On Malaria -we remain committed to elimination and believe it is doable working with our neighbours.

Cholera outbreak has been curtailed, remained in Gauteng and no new cases.

Measles outbreak has also been curtained through rollout of immunization.

Reproductive Health Services were reduced by lockdown and resulted in increased teenage and at school pregnancies, but we are on recovery path.

Hon Chairperson

Non-Communicable diseases remain a challenge to our country, and they are rising. My colleague Deputy Minister will deal more with the challenge. We need to put more effort into prevention, early detection, and treatment. We need to invest more into mental health prevention and early detection of cancer.

National Health Insurance Hon Chairperson and Members

This government is committed to the reform of our current health system which mirrors the inequality and inequity of our economic and social systems.
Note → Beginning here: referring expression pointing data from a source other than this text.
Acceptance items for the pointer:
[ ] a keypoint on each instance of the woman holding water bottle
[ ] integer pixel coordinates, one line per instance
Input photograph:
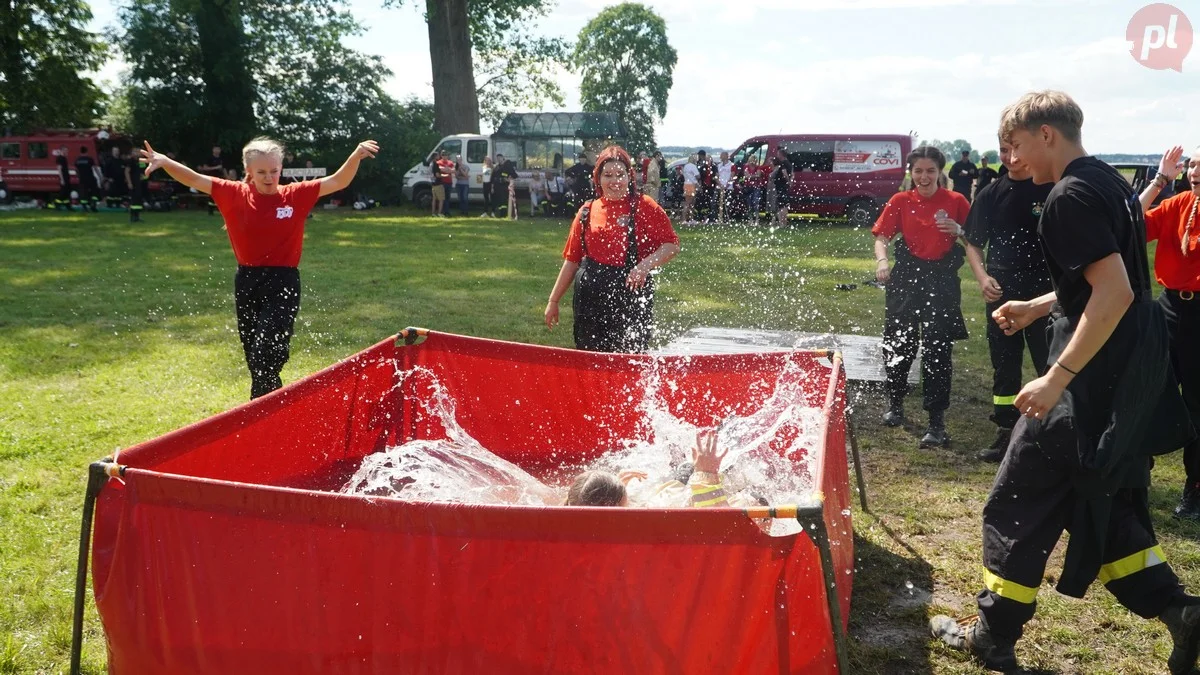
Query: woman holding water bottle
(923, 305)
We are committed to the progressive realization of Section 27 of our Constitution. We believe that the current twotier system, one system for the rich and one for the poor is unsustainable. We also believe that health should be a common good and not for profit, especially at the point of service.

The NHI bill which is currently in your hands and is simply an instrument for the realization of the goal of equity. We support trading in commodities such as medicine, diagnostics and equipment but with due regard to lifesaving and therefore temper with patents, but we should not trade with point of care, here we need solidarity between the rich and the poor.

We hope that all MPs in the NA will support the NHI bill. In the meantime, we are building foundation in the department through the NHI branch. In this branch we are recruiting experts to work on:

  1. Health System Digital Information
  2. Health Care benefits and Provider
  3. Risk and Fraud Management
  4. User and Service Provider Management
  5. Business Intelligence and Data Analytics

Through the various grants under this branch, we are putting the building blocks for a resilient health system.

Hon Chair and Members

Let me take this opportunity to thank many South Africans, many of them highly experience professional who continue to offer their services in various entity boards and councils reporting to us. I want to take this opportunity to thank Prof Malekgapuru Makgoba who is about to complete his term as our first Health Ombud. He has laid a solid foundation.

Hon Chair 

As we move towards 30 years of our freedom and democracy let us all commit to the progressive realization of the aspiration of our constitution through the implementation of Universal Health Coverage.

My word of thanks goes to Deputy Minister Dhlomo, Chairperson of Portfolio Committee and its members, Director-General Dr Buthelezi, Department Team, Boards and Heads of our Entities, Ministerial Advisory Teams and all partners, for support in this demanding responsibility.